Subword-level grammatical error correction: a universal approach


Subword-level grammatical error correction: a universal approach

Khabutdinov I.A. (NRU MIPT, Dolgoprudny, Moscow Region, Russia)
Grabovoy А.V. (NRU MIPT, Dolgoprudny, Moscow Region, Russia; ICS RAS, Moscow, Russia)
Chekhovich Yu.V. (ICS RAS, Moscow, Russia)
Kildyakov A.S. (ICS RAS, Moscow, Russia)
Ivakhnenko A.A. (ICS RAS, Moscow, Russia)

Abstract

In this study, we propose a fully automatic methodology for data generation, correction rule vocabulary construction, and Sequence Tagging model training that specifically targets Grammatical Error Correction. Our approach operates at the SentencePiece subword level, using basic transformations – keep, append, replace and delete – that are universally applicable across languages, thereby eliminating the need for grammar-specific operations. By using the Levenshtein algorithm to generate ground truth corrections and editorial prescriptions, we obtained a completely invariant and language-independent dataset generation process. We applied our method to the Sequence Tagging model GECToR and achieved comparable quality results for English with F0.5 scores of 62.4 on the CoNLL-2014 (test set) and 61.9 on the BEA-2019 (test set), without manual rule design or manual annotation of error spans/types. The results indicate that subword-level universal edits can provide a practical alternative to grammar-specific operations, while requiring only parallel correction data.

Keywords

grammar error corrections; neural language processing; transformers; machine learning.

Edition

Proceedings of the Institute for System Programming, vol. 38, issue 3, part 1, 2026, pp. 187-196

ISSN 2220-6426 (Online), ISSN 2079-8156 (Print).

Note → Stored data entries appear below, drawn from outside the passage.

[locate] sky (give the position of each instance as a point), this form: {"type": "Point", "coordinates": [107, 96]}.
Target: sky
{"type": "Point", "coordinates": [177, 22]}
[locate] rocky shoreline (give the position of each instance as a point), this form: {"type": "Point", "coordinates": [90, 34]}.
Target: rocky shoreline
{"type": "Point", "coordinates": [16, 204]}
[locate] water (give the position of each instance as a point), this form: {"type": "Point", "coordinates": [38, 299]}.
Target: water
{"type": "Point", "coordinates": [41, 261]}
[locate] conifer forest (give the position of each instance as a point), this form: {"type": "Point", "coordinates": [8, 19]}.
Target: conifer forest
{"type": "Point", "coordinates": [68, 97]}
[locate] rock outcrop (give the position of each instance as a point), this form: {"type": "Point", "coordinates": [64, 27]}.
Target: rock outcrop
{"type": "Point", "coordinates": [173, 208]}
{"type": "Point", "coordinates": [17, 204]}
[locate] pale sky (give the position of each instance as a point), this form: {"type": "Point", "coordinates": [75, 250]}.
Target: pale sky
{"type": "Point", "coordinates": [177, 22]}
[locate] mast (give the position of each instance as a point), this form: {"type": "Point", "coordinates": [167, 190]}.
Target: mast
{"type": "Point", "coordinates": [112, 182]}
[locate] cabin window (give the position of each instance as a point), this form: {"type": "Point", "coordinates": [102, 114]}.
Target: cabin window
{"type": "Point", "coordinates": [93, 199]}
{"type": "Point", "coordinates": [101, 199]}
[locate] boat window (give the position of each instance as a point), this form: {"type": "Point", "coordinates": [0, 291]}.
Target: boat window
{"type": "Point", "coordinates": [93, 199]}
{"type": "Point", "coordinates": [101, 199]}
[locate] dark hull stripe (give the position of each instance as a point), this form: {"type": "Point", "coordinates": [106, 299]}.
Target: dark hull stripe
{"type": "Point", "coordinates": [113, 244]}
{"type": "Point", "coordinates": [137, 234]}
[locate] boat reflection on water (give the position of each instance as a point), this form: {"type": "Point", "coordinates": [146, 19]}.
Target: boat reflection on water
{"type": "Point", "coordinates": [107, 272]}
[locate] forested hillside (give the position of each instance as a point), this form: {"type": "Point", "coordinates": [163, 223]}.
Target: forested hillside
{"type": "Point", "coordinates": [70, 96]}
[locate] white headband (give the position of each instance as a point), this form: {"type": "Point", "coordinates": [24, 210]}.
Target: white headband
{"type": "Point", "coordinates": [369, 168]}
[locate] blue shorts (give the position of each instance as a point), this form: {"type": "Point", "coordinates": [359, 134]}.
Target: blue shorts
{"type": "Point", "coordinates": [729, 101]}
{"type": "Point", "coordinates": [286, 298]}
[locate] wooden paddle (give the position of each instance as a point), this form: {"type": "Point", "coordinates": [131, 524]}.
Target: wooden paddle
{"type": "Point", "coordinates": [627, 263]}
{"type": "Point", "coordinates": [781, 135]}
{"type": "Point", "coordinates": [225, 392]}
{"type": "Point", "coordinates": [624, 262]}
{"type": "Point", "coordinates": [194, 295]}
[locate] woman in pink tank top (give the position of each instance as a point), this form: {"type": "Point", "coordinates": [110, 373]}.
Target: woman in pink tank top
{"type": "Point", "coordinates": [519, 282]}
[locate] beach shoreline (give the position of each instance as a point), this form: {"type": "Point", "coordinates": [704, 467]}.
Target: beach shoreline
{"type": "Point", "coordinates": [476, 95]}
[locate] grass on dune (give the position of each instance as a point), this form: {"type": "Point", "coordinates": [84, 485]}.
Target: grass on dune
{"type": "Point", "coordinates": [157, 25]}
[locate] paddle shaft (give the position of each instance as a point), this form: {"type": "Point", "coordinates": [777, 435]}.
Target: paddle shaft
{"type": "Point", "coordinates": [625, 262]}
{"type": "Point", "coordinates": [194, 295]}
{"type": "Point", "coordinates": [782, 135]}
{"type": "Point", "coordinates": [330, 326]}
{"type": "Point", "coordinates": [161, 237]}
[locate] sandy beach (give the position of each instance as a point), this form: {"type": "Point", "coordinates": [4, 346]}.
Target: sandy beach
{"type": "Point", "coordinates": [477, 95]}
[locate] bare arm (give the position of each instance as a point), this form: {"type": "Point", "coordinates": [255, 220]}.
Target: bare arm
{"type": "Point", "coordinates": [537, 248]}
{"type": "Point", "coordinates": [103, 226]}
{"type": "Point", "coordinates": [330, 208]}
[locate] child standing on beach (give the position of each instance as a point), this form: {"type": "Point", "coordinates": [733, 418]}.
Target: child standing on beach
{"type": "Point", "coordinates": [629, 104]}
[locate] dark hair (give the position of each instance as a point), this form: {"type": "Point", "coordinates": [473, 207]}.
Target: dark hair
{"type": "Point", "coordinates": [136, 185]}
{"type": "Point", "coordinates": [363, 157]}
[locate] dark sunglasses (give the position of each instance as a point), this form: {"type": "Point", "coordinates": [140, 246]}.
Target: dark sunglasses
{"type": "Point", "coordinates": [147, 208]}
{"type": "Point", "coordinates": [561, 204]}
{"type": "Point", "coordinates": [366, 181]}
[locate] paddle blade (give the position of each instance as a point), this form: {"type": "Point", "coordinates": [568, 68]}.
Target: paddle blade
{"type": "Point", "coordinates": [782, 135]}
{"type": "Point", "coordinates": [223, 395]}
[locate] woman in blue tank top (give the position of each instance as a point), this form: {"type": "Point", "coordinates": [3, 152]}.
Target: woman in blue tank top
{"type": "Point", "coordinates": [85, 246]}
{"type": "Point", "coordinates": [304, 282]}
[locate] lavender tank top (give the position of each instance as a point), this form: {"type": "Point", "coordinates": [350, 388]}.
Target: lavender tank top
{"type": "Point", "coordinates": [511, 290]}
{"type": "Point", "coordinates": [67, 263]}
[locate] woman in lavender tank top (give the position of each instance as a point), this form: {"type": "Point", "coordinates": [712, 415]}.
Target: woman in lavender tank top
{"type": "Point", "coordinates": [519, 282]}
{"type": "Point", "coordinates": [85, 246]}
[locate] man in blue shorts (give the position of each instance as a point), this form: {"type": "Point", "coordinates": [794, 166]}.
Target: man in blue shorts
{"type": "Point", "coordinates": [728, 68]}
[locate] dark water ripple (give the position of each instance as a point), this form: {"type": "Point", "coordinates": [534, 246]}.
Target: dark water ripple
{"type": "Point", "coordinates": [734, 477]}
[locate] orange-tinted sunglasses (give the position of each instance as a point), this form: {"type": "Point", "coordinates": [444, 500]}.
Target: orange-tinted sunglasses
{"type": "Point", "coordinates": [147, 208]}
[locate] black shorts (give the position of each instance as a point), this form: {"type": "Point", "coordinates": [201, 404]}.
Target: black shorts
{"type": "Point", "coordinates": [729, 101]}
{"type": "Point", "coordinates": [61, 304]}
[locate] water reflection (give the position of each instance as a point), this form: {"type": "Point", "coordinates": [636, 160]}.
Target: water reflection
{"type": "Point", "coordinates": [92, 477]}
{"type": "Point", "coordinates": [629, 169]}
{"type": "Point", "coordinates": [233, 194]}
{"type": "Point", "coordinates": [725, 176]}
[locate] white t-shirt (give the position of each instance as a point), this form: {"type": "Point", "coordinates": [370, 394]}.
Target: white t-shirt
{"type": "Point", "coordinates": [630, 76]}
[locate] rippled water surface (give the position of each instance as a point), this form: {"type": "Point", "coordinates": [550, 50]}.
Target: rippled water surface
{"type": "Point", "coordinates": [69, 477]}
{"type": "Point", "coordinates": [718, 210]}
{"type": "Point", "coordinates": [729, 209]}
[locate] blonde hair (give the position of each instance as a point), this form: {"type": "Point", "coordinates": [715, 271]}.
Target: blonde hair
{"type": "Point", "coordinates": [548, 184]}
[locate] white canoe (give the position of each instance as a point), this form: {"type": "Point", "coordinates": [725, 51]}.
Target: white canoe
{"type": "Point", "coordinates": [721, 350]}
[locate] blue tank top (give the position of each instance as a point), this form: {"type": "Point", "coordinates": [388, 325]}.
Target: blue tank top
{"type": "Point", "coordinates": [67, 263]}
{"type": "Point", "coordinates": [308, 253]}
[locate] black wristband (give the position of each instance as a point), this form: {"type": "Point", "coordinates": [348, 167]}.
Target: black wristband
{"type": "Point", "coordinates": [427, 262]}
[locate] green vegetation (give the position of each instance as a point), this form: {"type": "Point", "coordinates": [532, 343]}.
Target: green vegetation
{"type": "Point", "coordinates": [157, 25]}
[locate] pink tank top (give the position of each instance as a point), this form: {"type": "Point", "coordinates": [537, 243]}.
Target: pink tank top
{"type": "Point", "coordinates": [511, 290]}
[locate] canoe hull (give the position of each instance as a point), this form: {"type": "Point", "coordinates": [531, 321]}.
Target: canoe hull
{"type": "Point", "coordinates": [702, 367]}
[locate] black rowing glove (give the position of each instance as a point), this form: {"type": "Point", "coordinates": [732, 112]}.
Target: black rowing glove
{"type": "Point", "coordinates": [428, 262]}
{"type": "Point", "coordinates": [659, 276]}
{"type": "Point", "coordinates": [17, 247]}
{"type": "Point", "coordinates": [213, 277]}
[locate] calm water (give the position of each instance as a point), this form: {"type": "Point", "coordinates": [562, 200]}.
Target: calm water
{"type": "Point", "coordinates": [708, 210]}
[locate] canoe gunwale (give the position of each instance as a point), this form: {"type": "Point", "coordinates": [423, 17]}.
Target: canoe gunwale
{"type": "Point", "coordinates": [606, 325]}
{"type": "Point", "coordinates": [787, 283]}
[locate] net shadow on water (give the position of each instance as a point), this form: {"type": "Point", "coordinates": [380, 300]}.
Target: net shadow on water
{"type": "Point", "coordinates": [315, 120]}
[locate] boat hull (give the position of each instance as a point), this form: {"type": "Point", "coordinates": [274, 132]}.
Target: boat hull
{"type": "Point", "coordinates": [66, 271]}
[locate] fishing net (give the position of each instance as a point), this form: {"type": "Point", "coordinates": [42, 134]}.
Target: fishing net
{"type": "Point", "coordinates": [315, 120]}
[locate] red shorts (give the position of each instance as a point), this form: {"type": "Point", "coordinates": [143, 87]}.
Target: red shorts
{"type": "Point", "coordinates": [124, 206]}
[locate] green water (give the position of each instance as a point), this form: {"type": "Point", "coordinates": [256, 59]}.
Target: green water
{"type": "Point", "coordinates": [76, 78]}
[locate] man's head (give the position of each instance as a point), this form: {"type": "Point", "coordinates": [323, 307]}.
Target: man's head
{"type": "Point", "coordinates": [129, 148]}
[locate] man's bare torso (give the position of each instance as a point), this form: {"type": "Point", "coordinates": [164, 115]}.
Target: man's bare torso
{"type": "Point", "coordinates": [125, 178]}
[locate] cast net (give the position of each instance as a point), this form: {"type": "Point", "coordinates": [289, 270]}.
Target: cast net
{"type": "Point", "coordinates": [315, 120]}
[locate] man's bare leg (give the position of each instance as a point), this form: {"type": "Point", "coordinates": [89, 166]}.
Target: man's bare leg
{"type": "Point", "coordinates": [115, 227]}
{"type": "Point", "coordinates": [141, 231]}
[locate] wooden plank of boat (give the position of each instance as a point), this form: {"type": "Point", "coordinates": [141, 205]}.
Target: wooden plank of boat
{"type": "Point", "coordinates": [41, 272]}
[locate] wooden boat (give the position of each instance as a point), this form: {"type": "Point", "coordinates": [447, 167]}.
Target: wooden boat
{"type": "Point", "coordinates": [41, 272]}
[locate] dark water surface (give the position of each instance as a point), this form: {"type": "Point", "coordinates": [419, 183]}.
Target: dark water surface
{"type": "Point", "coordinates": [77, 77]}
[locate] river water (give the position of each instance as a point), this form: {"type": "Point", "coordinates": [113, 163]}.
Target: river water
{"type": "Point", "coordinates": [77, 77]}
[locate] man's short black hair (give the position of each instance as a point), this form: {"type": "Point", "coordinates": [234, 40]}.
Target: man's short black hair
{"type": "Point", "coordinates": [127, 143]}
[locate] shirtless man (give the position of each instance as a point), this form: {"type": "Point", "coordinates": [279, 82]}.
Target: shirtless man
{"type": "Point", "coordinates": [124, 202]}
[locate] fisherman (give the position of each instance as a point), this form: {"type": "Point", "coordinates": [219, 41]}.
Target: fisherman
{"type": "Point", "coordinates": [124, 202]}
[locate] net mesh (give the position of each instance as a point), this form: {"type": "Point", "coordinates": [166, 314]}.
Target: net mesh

DOI: 10.15514/ISPRAS-2026-38(3)-11

For citation

Khabutdinov I.A., Grabovoy А.V., Chekhovich Yu.V., Kildyakov A.S., Ivakhnenko A.A. Subword-level grammatical error correction: a universal approach. Proceedings of the Institute for System Programming, vol. 38, issue 3, part 1, 2026, pp. 187-196 DOI: 10.15514/ISPRAS-2026-38(3)-11.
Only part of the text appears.